8. The method of claim 5, wherein the operator can select metrics for performance improvement including any of of throughput, plant cleanliness, quantity of harvested plants, quality of threshed plants, and quantity of lost plants.

9. The method of claim 5, wherein the status vector is obtained from a plurality of combine harvesters taking a plurality of actions from a plurality of action vectors to harvest plants in the plantation.

10. The method of claim 5, wherein the state vector and action vector are simulated from a set of seed state vectors obtained from a plurality of combine harvesters taking a set of actions from a set of seed action vectors to harvest plants in the plant field.

11. The method of claim 1, wherein determining a state data vector comprises:

accessing a data stream communicatively coupling a plurality of sensors, each sensor for providing measurements of performance of a subset of components of the combine harvester, and

determining elements of the state vector based on measurements included in the data stream.

12. The method of claim 11, wherein the plurality of sensors comprises any of a threshing gap sensor, a tailings level sensor, a separator loss sensor, a cleaner loss sensor, a grain damage sensor, a material out of grain sensor, and an unsranulated grain sensor.

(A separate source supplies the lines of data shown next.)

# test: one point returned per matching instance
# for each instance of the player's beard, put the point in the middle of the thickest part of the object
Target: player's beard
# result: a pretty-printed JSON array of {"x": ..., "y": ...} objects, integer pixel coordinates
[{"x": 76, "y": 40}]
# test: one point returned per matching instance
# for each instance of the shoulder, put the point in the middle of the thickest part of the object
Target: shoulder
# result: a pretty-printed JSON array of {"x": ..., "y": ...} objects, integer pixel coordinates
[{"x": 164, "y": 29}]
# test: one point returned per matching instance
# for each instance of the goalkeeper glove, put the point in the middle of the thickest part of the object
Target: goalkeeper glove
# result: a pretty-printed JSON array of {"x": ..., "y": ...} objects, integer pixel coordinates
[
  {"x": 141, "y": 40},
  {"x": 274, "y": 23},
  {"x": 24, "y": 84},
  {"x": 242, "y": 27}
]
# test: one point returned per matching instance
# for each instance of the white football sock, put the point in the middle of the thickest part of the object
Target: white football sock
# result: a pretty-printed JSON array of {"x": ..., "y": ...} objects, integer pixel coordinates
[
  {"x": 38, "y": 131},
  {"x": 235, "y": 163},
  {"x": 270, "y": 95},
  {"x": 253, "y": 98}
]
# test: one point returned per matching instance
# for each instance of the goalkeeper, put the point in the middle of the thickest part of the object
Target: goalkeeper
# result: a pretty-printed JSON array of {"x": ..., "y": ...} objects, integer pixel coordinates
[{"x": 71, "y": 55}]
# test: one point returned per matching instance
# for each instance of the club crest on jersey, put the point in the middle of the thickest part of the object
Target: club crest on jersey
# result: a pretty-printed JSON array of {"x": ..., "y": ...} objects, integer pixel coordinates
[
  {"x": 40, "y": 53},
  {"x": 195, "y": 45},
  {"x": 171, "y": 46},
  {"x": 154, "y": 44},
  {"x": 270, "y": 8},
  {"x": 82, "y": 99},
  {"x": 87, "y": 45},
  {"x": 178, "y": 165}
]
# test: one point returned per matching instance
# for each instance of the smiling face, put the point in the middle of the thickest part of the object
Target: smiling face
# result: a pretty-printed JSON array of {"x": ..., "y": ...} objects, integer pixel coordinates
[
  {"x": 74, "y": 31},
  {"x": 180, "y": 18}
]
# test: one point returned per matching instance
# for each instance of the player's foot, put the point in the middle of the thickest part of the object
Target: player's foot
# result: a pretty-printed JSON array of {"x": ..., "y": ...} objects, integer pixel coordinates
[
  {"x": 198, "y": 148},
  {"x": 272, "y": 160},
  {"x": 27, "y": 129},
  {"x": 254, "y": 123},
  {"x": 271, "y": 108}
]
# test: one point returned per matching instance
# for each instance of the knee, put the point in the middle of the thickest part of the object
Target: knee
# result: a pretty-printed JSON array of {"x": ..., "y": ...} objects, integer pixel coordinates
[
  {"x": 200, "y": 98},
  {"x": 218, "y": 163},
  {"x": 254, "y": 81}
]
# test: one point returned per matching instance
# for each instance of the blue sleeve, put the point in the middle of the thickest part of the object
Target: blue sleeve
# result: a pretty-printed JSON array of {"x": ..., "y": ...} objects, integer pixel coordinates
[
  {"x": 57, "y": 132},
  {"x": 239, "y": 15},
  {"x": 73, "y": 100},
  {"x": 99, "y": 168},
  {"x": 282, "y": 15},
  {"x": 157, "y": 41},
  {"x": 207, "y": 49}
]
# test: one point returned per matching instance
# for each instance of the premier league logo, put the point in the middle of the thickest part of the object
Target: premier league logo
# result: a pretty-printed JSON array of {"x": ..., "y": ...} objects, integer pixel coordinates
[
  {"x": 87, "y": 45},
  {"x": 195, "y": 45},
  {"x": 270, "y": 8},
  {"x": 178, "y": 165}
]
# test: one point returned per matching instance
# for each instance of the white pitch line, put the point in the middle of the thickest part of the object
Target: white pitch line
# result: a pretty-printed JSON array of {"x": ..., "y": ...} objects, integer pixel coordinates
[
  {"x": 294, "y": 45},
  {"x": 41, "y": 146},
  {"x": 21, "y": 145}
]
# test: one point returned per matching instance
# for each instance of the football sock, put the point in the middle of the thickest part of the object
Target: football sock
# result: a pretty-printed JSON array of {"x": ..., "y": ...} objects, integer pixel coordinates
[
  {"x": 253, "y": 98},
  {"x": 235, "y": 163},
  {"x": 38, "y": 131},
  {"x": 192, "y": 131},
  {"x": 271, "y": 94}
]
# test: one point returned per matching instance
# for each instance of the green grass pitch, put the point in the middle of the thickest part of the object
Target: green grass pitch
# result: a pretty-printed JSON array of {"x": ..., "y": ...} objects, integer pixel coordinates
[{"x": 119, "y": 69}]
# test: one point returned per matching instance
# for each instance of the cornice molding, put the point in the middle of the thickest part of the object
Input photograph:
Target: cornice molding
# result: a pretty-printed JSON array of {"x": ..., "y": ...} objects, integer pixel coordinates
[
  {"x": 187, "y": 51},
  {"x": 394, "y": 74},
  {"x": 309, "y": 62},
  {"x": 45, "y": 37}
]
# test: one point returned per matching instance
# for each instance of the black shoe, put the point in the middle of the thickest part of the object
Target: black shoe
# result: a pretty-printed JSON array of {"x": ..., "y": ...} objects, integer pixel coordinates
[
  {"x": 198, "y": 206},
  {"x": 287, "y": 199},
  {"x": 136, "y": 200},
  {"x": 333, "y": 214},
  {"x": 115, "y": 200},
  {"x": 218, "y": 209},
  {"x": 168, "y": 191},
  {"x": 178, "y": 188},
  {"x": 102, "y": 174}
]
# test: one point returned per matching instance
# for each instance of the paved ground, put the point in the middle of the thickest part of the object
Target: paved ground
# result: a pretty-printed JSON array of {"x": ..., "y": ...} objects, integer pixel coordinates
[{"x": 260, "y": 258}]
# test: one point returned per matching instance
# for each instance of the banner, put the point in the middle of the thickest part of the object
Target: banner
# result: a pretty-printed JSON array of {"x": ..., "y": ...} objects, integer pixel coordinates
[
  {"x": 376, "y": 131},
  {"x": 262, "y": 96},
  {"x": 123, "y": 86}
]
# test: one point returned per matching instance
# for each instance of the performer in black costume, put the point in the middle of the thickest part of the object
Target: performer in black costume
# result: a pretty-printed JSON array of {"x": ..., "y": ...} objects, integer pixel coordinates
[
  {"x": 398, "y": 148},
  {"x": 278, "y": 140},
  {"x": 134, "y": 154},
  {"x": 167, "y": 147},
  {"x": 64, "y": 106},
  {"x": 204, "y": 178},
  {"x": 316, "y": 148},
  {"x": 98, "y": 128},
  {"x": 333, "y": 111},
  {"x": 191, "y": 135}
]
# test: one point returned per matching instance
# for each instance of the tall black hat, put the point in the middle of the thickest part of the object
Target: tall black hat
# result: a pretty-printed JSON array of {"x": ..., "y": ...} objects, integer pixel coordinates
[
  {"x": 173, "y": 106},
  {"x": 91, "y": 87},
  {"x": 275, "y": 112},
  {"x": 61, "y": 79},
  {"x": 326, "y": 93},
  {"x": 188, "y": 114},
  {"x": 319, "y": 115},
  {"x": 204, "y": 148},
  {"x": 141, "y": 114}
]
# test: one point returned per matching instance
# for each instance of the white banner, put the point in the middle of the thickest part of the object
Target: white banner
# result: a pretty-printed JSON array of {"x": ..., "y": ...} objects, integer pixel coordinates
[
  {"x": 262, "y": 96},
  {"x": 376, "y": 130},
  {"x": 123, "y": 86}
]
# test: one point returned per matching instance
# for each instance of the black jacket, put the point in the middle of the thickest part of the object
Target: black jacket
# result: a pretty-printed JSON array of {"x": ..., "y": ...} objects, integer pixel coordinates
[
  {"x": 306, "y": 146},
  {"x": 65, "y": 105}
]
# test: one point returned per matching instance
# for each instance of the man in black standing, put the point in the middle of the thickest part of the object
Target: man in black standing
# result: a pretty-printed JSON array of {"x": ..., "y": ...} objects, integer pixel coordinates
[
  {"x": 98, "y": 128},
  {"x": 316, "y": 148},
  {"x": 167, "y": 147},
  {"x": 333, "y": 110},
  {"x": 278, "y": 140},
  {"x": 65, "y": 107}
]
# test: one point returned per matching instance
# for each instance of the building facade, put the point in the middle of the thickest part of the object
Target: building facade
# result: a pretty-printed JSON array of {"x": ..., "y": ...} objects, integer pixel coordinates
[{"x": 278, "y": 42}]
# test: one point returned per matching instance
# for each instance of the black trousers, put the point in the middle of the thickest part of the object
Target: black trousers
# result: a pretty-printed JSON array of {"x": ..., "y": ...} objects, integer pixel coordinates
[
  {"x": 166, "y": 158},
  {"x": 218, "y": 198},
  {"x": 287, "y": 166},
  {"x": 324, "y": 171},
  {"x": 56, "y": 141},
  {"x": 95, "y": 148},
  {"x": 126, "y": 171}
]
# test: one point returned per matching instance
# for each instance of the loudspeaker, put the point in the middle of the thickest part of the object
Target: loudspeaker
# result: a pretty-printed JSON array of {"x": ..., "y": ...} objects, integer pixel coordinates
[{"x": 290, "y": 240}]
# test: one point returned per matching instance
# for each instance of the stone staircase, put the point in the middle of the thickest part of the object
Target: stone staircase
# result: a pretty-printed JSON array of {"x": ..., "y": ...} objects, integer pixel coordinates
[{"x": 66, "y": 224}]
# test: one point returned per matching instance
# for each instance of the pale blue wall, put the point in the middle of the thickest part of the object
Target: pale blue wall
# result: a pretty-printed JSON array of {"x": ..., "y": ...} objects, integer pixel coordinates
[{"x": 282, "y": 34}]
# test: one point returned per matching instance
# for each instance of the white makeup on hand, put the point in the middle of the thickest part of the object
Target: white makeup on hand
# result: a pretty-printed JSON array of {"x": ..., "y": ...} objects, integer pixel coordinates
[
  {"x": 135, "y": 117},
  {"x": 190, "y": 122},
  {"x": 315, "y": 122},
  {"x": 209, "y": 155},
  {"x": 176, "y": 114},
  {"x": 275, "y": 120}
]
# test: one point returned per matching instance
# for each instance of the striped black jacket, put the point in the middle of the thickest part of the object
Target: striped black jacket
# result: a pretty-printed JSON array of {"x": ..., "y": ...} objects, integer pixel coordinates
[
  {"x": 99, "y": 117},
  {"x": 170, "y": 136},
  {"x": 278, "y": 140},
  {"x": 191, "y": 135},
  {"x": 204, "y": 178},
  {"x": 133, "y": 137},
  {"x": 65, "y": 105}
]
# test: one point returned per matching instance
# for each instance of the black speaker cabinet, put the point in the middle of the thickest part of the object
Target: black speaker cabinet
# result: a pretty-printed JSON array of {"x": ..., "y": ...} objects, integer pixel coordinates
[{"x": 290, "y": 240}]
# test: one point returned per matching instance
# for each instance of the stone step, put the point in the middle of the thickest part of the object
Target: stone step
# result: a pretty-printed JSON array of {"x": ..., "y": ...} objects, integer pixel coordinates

13. The method of claim 1, wherein the status element comprises any of:

a tailings level, which represents the ratio of available plants to non-plant material in the tailings of the grain cleaner component of the combine harvester;

a separator loss representing an amount of plant lost at a separator part of the combine harvester;

a clearer loss representing an amount of a plant lost at a clearer component of the combine;

a threshing loss representing an amount of plants lost at a threshing component of the combine harvester;

grain damage, which represents the amount of damaged plants in a grain bin component of the combine;

light non-plant material representing the ratio of available plants to light non-plant material in a grain bin component of the combine;

extra-plant heavy material representing the ratio of available plants to extra-plant heavy material in a grain bin component of the combine; and

non-threshed plants, which represent the ratio of usable plants to non-threshed plants in the grain tank components of the combine.

14. The method of claim 1, wherein actuating a subset of the actuation controllers comprises:

determining a set of machine instructions for each actuation controller in the subset such that the machine instructions, when received by the actuation controller, change a configuration of each component;

accessing a data stream communicatively coupled to the actuation controller; and

sending the set of machine instructions to each actuation controller in the subset via the data stream.

15. The method of claim 1, wherein the action element can specify an action comprising any of:

modifying a speed of the combine;

modifying a rotor speed of a rotor component of the combine harvester;

modifying a threshing gap distance between a threshing gap component of the combine harvester and the rotor component;

modifying a blade angle between a rotor of the combine harvester and a direction of incoming plant material;

modifying the opening of the upper screen;

modifying the opening of the lower screen; and

modifying a fan speed of a fan component of the combine harvester.

16. The method of claim 1, wherein the plurality of components of the machine combine includes any of a rotor, an engine, a threshing basket, a header, an upper screen, a lower screen, a grain elevator, a grain bin, a fan, a separator blade, or a cleaner.

17. The method of claim 1, wherein the component of the machine combine is configured to harvest plants comprising any of corn, wheat, or rice.

18. The method of claim 1, wherein an action element of the action vector is a numerical representation of the action.

19. The method of claim 1, wherein a state element of the state vector is a numerical representation of the measurement.